En ce temps là nous nous cultivions en regardant la télé. Aujourd’hui nous nous aculturons en la regardant et nous devenons des zombis
On peut cependant regretter certaine complaisance avec des auteurs sentant le souffre tel Gabriel Matzneff. Ce soir là, Mr Pivot a laissé bien seule Denise Bonbardier face au prédateur.
Je trouve votre « on peut cependant » très complaisant lui aussi.
C’est de nouveau une partie de Ma France qui s’en va. Il ne restera bientôt plus grand chose du mone dans lequel j’ai vécu. Compte tenu de mon âge, je disparaitrai avant l’ultime reddition à un nouveau monde et à de nouveaux peuples
Et sans regret…ajouterai-je….
Certes, commentaires élogieux à un homme cultivé.
Mais personne pour rappeler les entretiens avec MM Matzneff et Cohn-Bendit ?
Nul n’est tout à fait, ni blanc, ni noir !
B. Pivot disparait alors que la lecture s’effondre et que le charabia s’étale . Triste époque .
C’est une partie de Ma France qui s’en va de nouveau. Bientôt il ne restera plus rien pour représenter la culture, l’art et les valeurs occidentales. Je disparaitrai moi-même compte tenu de mon âge certainement avant cette reddition. Seule et triste consolation
Si Frédéric Taddeï est encore là mais à la Radio sur Europe 1, et peut-être sur Cnews aussi, si je ne me trompe.

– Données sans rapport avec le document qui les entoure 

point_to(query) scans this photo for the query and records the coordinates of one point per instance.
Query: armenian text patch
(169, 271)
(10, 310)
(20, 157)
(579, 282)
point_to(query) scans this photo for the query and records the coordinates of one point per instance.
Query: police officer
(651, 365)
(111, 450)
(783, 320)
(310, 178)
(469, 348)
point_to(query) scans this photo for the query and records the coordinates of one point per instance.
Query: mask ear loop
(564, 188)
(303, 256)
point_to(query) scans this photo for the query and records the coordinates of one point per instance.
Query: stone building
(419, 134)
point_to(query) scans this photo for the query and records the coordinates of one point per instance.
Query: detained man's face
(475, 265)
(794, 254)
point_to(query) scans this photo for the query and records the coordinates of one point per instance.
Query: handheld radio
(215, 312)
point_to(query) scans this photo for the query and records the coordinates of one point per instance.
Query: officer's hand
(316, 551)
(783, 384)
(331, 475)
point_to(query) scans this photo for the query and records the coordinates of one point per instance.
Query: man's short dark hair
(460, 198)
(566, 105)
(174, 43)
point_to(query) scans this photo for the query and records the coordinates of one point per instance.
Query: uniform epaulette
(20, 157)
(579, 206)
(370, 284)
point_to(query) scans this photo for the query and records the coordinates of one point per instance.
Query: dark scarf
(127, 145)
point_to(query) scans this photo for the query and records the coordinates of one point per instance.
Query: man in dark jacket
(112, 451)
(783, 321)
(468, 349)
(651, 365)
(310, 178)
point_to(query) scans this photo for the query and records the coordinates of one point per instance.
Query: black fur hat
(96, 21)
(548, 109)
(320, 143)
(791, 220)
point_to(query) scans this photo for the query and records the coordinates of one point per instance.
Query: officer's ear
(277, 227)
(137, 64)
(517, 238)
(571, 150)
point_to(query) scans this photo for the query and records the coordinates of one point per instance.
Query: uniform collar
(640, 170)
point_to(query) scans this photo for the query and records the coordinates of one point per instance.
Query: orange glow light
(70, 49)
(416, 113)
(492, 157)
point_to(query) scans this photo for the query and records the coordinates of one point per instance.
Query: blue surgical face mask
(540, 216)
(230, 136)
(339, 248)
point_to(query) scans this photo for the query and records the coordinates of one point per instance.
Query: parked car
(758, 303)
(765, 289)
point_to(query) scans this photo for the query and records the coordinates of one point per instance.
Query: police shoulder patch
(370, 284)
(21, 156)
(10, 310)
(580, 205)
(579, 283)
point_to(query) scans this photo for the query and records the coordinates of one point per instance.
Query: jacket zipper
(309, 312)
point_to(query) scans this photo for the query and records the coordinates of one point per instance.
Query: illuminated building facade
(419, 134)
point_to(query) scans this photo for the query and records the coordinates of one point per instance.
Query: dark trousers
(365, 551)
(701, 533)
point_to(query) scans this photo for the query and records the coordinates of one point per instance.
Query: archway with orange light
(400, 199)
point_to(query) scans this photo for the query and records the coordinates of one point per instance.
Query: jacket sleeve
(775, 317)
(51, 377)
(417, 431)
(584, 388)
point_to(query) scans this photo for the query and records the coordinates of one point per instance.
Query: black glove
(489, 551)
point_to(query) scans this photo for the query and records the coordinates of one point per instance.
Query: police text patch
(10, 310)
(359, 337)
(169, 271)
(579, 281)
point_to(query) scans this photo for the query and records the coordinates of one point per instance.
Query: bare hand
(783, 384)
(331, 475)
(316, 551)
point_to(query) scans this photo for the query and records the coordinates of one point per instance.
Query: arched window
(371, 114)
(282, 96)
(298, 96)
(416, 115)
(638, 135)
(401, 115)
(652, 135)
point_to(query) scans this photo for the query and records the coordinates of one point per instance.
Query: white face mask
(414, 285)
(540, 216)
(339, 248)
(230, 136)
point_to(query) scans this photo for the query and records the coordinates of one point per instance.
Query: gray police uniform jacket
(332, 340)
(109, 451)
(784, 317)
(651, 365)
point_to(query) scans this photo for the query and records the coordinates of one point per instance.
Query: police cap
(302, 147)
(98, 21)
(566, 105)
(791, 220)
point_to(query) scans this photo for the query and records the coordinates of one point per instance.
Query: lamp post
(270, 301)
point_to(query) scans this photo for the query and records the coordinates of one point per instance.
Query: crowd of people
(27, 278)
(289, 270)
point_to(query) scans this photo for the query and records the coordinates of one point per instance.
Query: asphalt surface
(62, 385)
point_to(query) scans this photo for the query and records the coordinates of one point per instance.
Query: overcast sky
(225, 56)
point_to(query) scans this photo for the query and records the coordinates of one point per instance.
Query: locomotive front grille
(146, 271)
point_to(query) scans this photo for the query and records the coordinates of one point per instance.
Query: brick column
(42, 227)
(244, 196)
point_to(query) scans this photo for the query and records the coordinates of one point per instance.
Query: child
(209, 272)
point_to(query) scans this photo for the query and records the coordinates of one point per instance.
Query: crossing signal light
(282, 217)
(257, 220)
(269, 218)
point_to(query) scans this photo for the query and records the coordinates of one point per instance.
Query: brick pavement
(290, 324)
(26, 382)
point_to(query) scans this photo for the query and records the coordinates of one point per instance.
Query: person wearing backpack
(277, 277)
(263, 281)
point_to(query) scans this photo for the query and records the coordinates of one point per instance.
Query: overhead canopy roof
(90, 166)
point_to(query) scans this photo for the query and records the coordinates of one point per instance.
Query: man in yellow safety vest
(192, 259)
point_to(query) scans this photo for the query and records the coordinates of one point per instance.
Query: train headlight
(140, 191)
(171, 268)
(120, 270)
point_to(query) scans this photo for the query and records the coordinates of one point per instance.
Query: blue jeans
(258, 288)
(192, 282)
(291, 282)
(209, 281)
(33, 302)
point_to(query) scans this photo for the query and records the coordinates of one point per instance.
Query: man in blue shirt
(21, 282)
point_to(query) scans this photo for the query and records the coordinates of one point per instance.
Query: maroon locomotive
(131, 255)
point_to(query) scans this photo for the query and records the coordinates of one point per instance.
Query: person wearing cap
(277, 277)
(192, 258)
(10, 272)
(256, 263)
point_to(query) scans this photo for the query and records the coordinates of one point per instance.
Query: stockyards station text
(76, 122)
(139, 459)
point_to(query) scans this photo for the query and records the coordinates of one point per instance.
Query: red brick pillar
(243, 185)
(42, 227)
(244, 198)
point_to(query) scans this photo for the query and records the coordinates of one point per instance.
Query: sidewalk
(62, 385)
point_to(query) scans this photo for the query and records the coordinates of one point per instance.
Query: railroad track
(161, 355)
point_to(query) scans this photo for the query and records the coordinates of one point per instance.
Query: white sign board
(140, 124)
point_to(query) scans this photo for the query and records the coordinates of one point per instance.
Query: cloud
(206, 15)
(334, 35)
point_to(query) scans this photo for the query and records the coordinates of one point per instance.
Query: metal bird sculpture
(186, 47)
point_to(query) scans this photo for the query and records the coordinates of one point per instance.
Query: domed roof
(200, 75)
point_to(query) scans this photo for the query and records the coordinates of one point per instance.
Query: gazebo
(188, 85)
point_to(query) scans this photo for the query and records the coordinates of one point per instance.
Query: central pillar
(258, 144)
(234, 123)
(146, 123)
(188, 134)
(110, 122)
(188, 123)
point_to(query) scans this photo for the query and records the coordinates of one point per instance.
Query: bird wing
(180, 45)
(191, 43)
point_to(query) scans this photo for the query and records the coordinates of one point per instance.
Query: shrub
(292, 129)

Une chose certaine, Bernard Pivot n’a jamais laissé paraître ses opinions politiques. Parlons aujourd’hui des émissions dites culturelles sur Radio France ou France TV, un gouffre nous sépare. Bernard Pivot savait faire aimer la langue française aux gens, aujourd’hui ils veulent tous nous faire aimer une langue hybride, l’écriture inclusive, avec tous les anglicismes qui vont avec. Surtout que son décès intervenait à la suite de l’annonce de la disparition de Des chiffres et des Lettres. Plus que jamais l’avenir du français se dresse en pointillés. Heureusement, la nouvelle saison de Drag Race arrive bientôt sur l’audiovisuel public.